Britain's Border plans 'are just not credible'
The UK approach to the Border problem is "not compatible" with the solutions that Ireland needs, Foreign Affairs Minister Simon Coveney has warned.
He said that ideas put forward to deal with the thorny issue of customs and the Border so far - such as waiver schemes - were "neither comprehensive or credible".
He was speaking as a British report cautioned that failure to complete the introduction of a new customs system by the date of Brexit in 2019 would be "catastrophic", with the risk of huge disruption for businesses.
The House of Commons Public Accounts Committee warned of massive queues at Dover and food being left to rot in trucks at the Border.
The number of customs declarations that HM Revenue and Customs must process each year could increase almost five-fold after the UK's departure from the European Union - from 55 million to 255 million.
But HMRC does not yet have the funding to increase the capacity of its new Customs Declaration Service.

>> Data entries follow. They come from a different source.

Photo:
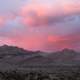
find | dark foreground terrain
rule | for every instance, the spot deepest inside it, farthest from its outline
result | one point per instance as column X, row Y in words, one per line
column 67, row 73
column 19, row 64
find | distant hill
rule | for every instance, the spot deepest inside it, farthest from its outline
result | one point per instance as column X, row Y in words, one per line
column 11, row 55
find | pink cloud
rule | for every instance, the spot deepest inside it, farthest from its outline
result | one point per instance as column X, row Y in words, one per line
column 35, row 14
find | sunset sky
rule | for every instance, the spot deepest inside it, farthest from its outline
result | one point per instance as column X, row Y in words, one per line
column 46, row 25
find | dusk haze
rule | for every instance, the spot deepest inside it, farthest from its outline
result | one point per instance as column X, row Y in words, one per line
column 46, row 25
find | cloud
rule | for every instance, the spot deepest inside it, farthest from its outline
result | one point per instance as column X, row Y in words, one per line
column 45, row 14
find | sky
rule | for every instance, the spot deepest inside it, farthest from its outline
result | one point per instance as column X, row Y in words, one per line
column 46, row 25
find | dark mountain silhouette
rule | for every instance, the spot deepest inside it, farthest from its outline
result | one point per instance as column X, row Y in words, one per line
column 13, row 56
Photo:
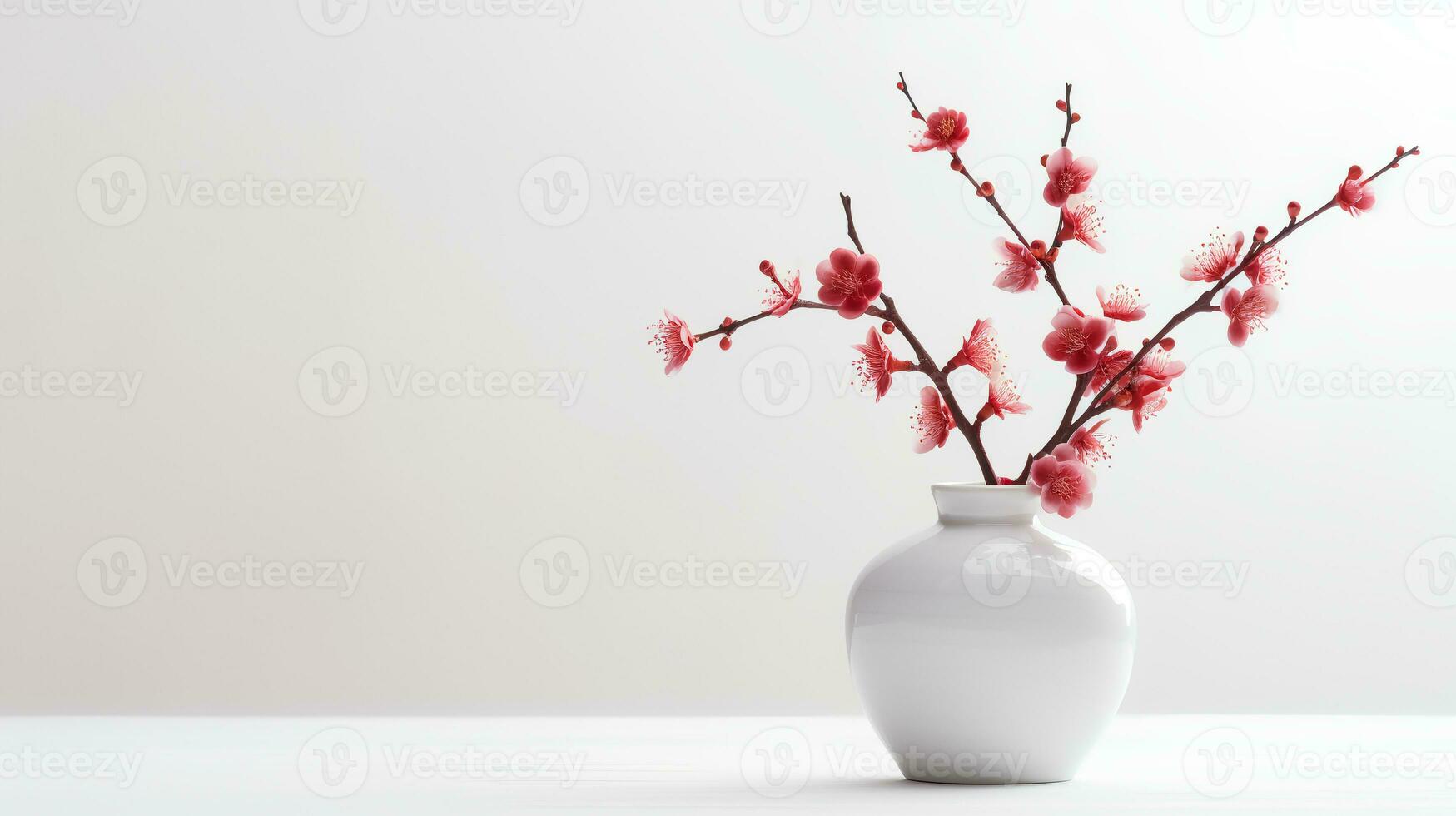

The committee's chairwoman, Labour MP Meg Hillier, said: "Failure to have a viable customs system in place before the UK's planned exit from the EU would wreak havoc for UK business, trade and our international reputation. Confidence would collapse amid the potentially catastrophic effects."
However, the paper also noted the government's position was to maintain a common travel area with Ireland so there is no border.
Mr Coveney said: "It would be much easier to deal with an orderly Brexit if Britain were to be part of the same customs union; if Britain were to agree to avoid regulatory divergence from the standards and regulation within the single market.
"If the rulebook for producing food, for example, is different in Northern Ireland to Ireland, well then of course that creates the need for barriers because you have to have a checking system and so on.
"We find it very difficult to see how you can have a functioning all-island economy... It's very hard to maintain that post-Brexit if Northern Ireland is not part of the same customs union; if Northern Ireland has a different regulatory environment."